Berry Croissant Cake

Custard soaked croissants layered with summer fruits

I think this might just be one of my new favourite puddings. Recently, I saw a something labelled as a “croissant cake”  in a local cafe and thought it sounded delicious, so set myself the task of writing a recipe for one. I’ve never tried a croissant cake before so was starting from a totally clean slate, and I’m pretty pleased with the final result – the first mouthful was a bit of an “oh my god” moment, if I do say so myself.
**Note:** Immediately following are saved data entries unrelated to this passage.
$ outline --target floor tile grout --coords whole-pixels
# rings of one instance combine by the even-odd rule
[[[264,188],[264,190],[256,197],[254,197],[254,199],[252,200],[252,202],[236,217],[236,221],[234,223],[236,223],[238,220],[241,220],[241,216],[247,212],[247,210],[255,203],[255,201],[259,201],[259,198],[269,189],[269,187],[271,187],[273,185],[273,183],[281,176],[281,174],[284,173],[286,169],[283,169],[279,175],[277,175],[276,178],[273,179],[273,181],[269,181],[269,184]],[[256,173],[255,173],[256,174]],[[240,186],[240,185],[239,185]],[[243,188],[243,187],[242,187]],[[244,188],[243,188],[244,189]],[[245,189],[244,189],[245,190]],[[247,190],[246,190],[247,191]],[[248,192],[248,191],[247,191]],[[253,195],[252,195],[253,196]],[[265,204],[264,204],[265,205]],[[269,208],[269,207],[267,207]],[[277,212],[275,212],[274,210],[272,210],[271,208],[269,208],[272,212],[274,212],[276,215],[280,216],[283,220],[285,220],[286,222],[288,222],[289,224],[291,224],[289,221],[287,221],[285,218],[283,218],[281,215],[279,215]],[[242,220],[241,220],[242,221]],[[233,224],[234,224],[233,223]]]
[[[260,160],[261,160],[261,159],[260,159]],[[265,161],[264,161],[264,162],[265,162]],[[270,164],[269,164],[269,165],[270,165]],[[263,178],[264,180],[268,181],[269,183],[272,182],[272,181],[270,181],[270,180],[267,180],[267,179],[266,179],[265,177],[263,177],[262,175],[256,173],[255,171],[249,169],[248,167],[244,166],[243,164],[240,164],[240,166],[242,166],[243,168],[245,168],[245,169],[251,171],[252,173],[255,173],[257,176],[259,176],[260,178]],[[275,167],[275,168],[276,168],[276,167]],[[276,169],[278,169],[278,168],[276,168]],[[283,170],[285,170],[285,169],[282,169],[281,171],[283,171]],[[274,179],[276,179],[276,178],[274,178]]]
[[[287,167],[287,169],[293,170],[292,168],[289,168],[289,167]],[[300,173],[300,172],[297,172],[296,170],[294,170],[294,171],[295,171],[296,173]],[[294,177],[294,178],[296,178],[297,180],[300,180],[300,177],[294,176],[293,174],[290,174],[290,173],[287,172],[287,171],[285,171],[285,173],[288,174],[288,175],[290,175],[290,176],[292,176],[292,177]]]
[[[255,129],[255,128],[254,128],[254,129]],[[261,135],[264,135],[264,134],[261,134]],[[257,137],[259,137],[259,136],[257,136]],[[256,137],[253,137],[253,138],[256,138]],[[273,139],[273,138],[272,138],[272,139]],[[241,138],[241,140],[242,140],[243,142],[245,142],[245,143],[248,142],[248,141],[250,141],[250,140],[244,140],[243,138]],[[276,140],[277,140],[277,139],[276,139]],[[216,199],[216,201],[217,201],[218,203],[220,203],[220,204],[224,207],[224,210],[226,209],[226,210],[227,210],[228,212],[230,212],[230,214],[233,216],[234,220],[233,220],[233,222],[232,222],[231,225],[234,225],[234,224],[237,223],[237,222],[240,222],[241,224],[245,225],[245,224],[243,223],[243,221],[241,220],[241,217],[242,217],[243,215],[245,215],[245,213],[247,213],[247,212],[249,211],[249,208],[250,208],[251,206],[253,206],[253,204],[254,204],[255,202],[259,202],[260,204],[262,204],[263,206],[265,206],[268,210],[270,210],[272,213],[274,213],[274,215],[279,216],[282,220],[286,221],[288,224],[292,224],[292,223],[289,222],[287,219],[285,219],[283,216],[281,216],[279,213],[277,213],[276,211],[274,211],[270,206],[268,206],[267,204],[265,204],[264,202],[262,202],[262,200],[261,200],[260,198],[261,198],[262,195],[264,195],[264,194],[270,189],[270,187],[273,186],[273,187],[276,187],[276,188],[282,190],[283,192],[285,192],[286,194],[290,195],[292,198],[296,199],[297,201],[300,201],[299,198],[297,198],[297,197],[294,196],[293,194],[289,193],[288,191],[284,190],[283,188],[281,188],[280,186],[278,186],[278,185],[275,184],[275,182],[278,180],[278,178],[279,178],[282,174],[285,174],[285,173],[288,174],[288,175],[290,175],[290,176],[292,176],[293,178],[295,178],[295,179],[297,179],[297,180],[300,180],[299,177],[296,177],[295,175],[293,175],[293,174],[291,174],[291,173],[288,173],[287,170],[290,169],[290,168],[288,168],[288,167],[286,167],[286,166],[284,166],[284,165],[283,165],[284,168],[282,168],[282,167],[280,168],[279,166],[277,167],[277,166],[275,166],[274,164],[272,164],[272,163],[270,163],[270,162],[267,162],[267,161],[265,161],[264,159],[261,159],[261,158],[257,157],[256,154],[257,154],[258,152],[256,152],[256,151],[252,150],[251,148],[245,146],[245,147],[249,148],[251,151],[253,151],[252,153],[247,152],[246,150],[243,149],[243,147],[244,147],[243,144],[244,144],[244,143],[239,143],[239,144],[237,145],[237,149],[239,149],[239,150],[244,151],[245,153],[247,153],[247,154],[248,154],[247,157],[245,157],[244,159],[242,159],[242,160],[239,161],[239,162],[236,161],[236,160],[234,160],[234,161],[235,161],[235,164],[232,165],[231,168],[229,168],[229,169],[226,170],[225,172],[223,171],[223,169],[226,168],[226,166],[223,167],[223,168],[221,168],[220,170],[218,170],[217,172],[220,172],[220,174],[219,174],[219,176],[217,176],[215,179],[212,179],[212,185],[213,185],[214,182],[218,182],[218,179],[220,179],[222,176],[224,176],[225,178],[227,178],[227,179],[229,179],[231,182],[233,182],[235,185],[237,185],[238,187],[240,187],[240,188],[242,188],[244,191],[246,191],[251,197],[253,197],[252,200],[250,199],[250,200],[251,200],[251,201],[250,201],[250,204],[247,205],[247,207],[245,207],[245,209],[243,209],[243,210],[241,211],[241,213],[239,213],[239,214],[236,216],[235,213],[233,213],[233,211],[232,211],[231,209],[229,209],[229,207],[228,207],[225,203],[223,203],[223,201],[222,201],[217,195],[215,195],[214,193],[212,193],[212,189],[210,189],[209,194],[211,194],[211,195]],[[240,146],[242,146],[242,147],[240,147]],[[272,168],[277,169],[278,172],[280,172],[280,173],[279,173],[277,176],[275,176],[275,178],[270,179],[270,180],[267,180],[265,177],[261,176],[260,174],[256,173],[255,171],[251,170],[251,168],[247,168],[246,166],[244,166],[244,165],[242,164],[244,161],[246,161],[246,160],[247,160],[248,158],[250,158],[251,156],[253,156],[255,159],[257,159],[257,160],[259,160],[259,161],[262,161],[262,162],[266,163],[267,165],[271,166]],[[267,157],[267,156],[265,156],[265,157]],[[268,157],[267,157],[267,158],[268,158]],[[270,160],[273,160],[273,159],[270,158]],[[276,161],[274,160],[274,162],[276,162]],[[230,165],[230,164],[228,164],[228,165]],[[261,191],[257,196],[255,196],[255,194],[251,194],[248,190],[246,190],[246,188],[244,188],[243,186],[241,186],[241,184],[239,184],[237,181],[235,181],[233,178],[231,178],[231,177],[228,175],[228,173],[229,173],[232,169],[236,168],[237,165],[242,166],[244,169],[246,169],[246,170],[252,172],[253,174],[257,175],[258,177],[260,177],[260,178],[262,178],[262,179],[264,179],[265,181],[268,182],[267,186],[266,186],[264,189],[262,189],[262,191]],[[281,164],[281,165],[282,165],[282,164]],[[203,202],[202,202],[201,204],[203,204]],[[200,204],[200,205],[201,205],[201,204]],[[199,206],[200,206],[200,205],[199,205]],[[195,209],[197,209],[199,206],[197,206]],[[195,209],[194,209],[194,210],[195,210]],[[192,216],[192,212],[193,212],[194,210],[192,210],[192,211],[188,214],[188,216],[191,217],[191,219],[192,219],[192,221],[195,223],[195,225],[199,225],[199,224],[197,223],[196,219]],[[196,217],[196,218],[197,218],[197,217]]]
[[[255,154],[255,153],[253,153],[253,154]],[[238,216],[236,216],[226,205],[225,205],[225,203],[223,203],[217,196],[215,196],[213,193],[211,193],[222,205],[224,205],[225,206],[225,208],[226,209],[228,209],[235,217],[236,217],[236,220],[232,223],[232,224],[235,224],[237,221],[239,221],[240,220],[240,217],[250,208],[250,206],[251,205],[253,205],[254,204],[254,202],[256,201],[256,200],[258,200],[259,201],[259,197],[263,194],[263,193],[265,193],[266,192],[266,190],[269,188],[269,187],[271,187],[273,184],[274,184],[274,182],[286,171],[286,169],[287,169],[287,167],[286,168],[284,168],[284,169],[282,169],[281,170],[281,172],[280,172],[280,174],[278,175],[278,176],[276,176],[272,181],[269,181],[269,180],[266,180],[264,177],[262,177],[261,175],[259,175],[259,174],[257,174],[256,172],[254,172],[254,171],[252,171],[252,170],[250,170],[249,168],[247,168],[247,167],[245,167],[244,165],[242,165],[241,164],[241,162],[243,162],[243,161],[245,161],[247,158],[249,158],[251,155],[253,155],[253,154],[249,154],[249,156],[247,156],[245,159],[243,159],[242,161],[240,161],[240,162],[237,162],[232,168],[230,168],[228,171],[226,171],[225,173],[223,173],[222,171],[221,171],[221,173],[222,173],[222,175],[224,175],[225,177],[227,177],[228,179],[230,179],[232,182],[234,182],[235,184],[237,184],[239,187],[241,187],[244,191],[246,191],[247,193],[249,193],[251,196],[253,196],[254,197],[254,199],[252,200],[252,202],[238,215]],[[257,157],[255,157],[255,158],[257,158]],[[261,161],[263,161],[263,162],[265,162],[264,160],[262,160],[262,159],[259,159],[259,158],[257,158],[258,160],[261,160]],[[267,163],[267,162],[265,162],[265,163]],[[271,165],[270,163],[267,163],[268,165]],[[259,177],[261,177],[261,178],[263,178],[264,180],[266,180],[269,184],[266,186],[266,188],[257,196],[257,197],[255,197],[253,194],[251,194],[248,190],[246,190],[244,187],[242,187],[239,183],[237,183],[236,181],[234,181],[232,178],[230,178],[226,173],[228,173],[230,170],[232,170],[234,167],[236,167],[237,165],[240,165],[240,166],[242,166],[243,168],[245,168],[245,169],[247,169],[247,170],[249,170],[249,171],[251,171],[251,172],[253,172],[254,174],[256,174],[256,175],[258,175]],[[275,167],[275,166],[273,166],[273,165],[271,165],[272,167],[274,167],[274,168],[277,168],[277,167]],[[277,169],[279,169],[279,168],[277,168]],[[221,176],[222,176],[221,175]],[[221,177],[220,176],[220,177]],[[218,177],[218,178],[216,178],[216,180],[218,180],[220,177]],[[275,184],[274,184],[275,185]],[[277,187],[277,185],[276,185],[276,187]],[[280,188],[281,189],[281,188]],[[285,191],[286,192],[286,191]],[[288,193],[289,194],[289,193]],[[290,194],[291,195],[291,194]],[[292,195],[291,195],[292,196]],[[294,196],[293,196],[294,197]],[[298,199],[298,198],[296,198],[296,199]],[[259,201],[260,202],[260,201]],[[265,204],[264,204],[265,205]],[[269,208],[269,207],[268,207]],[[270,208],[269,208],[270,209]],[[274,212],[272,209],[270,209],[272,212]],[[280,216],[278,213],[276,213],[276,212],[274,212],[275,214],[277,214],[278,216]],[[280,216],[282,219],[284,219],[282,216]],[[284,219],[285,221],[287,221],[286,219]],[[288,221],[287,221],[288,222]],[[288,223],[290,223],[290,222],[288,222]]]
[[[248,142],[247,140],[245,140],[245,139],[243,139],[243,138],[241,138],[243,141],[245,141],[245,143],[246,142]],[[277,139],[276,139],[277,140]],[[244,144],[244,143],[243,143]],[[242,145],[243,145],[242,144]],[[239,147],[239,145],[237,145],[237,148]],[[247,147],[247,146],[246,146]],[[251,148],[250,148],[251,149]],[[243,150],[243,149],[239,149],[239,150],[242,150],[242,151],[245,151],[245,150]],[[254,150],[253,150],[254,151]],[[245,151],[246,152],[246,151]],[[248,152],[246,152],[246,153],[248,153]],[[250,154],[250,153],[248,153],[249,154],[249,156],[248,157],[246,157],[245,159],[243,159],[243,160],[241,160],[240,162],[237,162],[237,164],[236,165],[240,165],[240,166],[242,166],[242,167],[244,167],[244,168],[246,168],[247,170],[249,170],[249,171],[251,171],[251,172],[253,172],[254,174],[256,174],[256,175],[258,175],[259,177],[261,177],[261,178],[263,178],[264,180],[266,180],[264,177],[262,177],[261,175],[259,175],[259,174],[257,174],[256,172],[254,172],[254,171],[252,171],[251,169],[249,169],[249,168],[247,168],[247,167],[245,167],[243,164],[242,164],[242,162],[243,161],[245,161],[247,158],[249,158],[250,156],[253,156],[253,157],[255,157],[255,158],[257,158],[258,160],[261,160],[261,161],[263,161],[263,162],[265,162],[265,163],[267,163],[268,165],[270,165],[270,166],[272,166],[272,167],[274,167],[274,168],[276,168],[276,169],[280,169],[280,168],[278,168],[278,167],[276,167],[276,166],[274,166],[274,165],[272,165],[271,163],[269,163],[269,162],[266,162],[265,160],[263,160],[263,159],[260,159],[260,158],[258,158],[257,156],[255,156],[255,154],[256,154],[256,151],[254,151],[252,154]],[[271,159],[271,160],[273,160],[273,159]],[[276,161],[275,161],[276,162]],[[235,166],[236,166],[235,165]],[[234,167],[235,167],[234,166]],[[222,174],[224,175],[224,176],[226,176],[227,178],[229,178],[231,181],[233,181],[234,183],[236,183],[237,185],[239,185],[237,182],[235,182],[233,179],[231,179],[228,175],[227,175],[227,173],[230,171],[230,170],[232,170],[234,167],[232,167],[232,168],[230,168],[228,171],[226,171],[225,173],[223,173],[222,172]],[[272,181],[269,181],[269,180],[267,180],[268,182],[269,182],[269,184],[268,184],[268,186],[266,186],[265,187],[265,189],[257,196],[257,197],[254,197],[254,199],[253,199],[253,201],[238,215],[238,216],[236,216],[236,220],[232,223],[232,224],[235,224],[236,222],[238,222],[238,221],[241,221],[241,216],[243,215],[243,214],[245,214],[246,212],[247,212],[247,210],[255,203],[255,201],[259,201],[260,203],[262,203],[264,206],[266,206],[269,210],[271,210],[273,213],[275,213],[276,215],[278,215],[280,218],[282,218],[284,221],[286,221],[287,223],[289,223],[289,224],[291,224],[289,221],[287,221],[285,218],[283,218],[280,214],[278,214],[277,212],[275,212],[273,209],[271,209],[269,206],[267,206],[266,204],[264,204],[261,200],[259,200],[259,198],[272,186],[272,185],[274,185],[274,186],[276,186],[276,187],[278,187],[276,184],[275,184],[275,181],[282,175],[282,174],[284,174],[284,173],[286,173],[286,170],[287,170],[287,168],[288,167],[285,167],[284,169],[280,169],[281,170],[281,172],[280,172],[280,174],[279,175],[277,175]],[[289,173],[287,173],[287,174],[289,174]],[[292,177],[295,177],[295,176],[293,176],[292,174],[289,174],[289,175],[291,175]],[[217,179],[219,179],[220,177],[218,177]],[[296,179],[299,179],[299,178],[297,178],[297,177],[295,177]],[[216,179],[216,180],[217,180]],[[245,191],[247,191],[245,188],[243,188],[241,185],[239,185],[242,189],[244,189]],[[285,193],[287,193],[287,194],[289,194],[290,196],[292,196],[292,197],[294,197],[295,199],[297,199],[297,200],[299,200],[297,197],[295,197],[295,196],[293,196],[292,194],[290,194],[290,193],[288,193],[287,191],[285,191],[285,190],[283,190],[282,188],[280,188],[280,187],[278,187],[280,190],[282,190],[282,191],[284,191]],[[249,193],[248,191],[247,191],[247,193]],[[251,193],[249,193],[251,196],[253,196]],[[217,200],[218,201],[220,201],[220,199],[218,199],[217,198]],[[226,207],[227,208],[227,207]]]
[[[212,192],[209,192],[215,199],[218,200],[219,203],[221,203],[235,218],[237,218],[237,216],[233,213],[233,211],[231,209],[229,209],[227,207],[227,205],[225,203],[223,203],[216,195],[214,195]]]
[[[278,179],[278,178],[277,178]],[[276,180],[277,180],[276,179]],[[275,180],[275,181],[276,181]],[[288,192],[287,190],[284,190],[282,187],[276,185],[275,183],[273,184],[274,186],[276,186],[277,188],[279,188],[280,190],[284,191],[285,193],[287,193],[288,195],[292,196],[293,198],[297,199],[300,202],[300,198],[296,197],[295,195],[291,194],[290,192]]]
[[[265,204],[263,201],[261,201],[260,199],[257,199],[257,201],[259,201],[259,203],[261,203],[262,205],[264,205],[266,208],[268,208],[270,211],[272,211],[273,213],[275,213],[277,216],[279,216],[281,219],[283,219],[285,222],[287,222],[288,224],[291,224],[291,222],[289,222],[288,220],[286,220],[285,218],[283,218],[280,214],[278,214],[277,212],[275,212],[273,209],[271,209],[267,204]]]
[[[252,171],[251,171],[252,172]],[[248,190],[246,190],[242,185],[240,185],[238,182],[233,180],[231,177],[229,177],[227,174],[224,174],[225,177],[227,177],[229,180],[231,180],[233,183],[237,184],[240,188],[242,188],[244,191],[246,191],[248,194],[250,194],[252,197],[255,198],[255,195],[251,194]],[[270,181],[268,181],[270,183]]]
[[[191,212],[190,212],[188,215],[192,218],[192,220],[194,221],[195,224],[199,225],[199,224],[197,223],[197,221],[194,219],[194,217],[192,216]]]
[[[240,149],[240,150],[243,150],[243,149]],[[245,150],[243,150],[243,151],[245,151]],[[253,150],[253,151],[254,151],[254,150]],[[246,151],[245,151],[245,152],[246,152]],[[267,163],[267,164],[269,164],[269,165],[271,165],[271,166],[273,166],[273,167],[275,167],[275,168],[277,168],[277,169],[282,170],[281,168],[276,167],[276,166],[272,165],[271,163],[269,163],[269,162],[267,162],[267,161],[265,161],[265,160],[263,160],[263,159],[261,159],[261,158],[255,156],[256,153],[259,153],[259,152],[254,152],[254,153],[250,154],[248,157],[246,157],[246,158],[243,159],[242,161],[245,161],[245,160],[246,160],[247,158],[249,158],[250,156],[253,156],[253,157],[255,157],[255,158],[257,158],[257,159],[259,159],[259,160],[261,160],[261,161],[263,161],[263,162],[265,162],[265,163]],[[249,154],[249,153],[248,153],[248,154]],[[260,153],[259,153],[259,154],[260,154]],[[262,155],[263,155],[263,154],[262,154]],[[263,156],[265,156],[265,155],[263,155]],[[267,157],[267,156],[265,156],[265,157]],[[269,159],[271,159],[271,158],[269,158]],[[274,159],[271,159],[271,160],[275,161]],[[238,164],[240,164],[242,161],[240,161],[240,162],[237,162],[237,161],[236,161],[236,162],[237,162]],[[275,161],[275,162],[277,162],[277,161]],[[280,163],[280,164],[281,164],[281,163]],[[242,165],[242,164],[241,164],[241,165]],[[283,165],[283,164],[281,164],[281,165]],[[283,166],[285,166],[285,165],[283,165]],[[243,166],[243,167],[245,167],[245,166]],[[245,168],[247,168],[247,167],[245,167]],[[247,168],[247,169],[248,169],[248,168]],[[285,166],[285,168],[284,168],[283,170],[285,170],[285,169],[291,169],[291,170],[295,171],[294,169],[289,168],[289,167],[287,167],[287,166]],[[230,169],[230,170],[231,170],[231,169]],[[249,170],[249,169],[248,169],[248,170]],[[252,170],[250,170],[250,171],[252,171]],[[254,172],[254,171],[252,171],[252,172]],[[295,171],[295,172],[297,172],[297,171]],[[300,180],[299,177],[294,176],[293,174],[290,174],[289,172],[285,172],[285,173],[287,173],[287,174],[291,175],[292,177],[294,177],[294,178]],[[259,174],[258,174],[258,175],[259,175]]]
There’s nothing difficult or skilled about this dessert – it’s just a delicious combination of buttery, layered croissants, tart summer berries and cherries, and classic vanilla custard. It’s very similar in principle to a bread and butter pudding, but presentationally, I think it looks great as a standalone cake. All you need to do is make the custard and then assemble the layers and bake. This makes it perfect for a dinner party recipe, where you need to be able to focus on the guests and the other courses, without too much extra work.
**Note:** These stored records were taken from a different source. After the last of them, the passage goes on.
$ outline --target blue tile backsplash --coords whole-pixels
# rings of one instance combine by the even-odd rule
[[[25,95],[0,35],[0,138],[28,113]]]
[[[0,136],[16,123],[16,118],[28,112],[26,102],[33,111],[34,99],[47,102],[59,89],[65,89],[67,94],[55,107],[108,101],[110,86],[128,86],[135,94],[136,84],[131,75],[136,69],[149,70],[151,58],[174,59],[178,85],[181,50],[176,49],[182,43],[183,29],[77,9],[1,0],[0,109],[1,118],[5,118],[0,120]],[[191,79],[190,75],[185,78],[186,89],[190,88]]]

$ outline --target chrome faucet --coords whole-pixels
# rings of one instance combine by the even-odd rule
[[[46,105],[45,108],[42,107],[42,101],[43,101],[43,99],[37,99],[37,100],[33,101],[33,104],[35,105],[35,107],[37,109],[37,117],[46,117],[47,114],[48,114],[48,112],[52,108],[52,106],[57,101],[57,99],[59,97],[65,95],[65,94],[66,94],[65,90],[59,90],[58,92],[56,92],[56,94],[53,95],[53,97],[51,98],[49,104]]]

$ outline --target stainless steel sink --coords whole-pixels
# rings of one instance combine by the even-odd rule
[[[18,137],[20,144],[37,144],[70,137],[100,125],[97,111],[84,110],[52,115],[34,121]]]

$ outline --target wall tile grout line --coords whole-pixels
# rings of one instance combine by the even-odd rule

You need good quality vanilla for the custard, and it is really important to allow it time to soak into the croissants. This recipe is also a great way to use up croissants which are slightly past their best.

If you wanted to make the flavours more complex, you could add a slug of liqueur to the custard for that after-dinner finish. This cake will keep for up to three days in the fridge, but is best eaten on the day of making.

Serves 8.


  • 300ml double cream
  • pinch of grated vanilla bean
  • 300ml whole milk
  • 5 medium egg yolks
  • 80g caster sugar
  • 5 croissants
  • 160g frozen berries (blackberries, strawberries, raspberries, cherries, blueberries, redcurrants, blackcurrants)
  • 50g flaked almonds
  • icing sugar, to dust
  • vanilla ice cream, to serve (optional)


Line a 22cm spring-form cake tin with baking parchment. Make sure the paper comes all the way up the sides, to prevent the custard mixture leaking out.

In a medium saucepan, heat the cream with the vanilla and milk until just below the boil. In the meantime, whisk the egg yolks with the sugar until they turn a pale yellow. Pour half of the cream and milk mixture over the eggs and sugar, and incorporate using a balloon whisk. Transfer the mixture back to the pan, to join the rest of the cream and milk. Stir gently with the whisk over a low-medium heat, until the custard thickens enough to coat the back of a spoon. Make sure it doesn’t stick to the bottom of the pan, and keep the heat low.

Once your custard has reached the desired consistency, immediately transfer it out of the pan into a bowl. Place the bowl in a basin containing a few inches of ice cold water, to prevent the custard cooking further. If it has any traces of lumps, sieve these out for a smooth consistency.

Slice your croissants into halves. Place two whole croissant halves tightly in the base of the tin, and make up the rest of the circular base with quarters, so there is no paper showing. Make sure the base is entirely covered with croissant. This needs to be a sturdy layer – to squidge the base together tightly, place a saucer on top and weigh it down with a bag of sugar or similar, to really merge the layers together.

Dot a layer of berries throughout, and then add another layer of croissant. For this layer, tear it up into smaller pieces and push them all together. Repeat this layering process until you reach the top of the tin. Pour half the custard over the top, and allow it to stand for 10 minutes to absorb. Pour the rest over, and allow it to soak up for a further 50 minutes.

Pre-heat your oven to 160˚C, and sprinkle the top of the cake with flaked almonds. Place it in the oven and bake for 40-45 minutes. Leave it in the tin to settle for at least half an hour before serving – the custard needs to firm up and be totally soaked into the croissants.

Remove the spring form tin, and dust with icing sugar. Serve by the slice with scoops of vanilla ice cream, or just on its own.

If you have any left over, store it in the fridge wrapped in cling film or tin foil.